Abschied von der Bleiwüste: Bisherige Titelseite der FAZ Bild: dpa

BERLIN taz Am Freitag, 5. Oktober, ereignet sich schier Unglaubliches. Die Seite eins der Frankfurter Allgemeinen Zeitung (FAZ) bekommt ein neues Erscheinungsbild. Die Kommentare werden dann nicht mehr in altertümelnder Frakturschrift (Fette Gotisch) überschrieben, sondern in einer neuen, eleganten Schrifttype (Times). Das allein würde schon mehr Veränderung am Layout bedeuten als jemals zuvor. Doch es kommt noch dicker: Die FAZ macht Schluss mit ihrem selbstauferlegten Bilderverbot für die Titelseite. Wie bei allen anderen Zeitungen auch prangt künftig ein Foto auf der ersten Seite - und das auch noch in Farbe!
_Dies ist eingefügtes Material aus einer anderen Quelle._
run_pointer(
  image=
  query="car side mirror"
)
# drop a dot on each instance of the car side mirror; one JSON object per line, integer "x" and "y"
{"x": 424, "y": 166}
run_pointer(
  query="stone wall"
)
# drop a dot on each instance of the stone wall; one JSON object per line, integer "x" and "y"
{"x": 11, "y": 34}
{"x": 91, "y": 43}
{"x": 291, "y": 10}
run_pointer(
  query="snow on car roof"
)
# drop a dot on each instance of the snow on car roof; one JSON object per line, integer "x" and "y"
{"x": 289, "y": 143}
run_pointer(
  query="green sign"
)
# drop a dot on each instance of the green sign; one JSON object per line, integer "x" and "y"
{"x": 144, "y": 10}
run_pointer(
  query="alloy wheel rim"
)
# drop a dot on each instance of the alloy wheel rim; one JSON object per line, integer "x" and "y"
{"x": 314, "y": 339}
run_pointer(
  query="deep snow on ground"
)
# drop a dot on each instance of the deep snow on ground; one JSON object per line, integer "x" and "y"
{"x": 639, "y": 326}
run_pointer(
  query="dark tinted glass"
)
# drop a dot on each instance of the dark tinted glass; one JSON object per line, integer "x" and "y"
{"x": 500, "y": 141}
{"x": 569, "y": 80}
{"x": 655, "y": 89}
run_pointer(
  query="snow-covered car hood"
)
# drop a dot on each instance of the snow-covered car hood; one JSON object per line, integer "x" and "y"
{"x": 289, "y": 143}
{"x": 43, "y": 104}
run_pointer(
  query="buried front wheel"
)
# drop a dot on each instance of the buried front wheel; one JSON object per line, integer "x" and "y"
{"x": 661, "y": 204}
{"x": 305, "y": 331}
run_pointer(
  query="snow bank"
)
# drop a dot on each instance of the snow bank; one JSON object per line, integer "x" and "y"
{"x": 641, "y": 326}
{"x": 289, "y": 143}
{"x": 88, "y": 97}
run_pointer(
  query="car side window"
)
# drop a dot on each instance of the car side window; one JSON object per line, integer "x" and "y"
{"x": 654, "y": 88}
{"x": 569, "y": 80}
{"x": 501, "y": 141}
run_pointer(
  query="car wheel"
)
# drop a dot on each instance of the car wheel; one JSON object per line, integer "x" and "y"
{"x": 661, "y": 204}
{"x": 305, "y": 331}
Ein Tabubruch, zu dem man sich offenbar wegen der seit Jahren sinkenden Auflage genötigt sah. Gegenüber der größten Konkurrentin, der Süddeutschen Zeitung (SZ), verlor die FAZ in den letzten Jahren an Boden. "Das alte Layout wirkte wie schwere Arbeit", sagte Mitherausgeber Werner D'Inka dem Spiegel. Nun will man die Zeitung zugänglicher machen. Doch was bedeutet es eigentlich, dass sich die FAZ bisher den Bildern immer verweigert hat?

Im Grunde ist es ganz einfach: Allein das Wort soll im Vordergrund stehen, dachten sich die Konservativen aus Frankfurt. Der FAZ, dem Inbegriff des seriösen Qualitätsjournalismus, war und ist der Leitartikel heilig. Den bunten Bildern hingegen huldigen allein die Boulevardblätter, mit denen man auf gar keinen Fall in Verbindung gebracht werden möchte. Für den konservativen FAZ-Journalisten gelten Bilder nicht als legitimes Repräsentationsmittel. Ein Foto auf dem Titel empfand man all die Jahre als unangemessen, weil es den Gegenstand banalisieren könnte. Nur der Verstand kann eine Vorstellung vom Geschehenen gewinnen, so dachte man sich. Sigmund Freud galt das Bilderverbot als Beweis kulturellen Fortschritts, als Höherentwicklung der Kultur vom Triebhaften zum Geistigen. Und das ist ja nun ganz im Sinne der meinungsbildenden Institution. Sie traut allein dem Diskursiven und misstraut dem Gestalthaften. Die FAZ-Community war sich einig im bewussten Verzicht auf Bilder. Damit definierte man sich nach außen und schaffte Integration nach innen.

Und nun kommt er also doch, der Traditionsbruch. Man kann aber wohl daran zweifeln, dass die FAZ nun zur leichten Lektüre für zwischendurch wird. Eine inhaltliche Modernisierung ist die Layoutreform noch nicht. Denn die Devise lautet nach wie vor: Leitartikel statt Reportage, Debatten statt Kolumnen. Die Zeitung verspricht mit ihrer neuen Aufmachung etwas, das sie nicht hält. Deshalb wird der Plan der FAZ, mit der Designkosmetik neue Abonnenten zu gewinnen, nicht aufgehen. Und die wenigen Leser, die den "marottenhaften Konservatismus" (Spiegel) des Blattes schätzen, fliehen eher vor der "Boulevardisierung" ihrer geliebten Bleiwüste.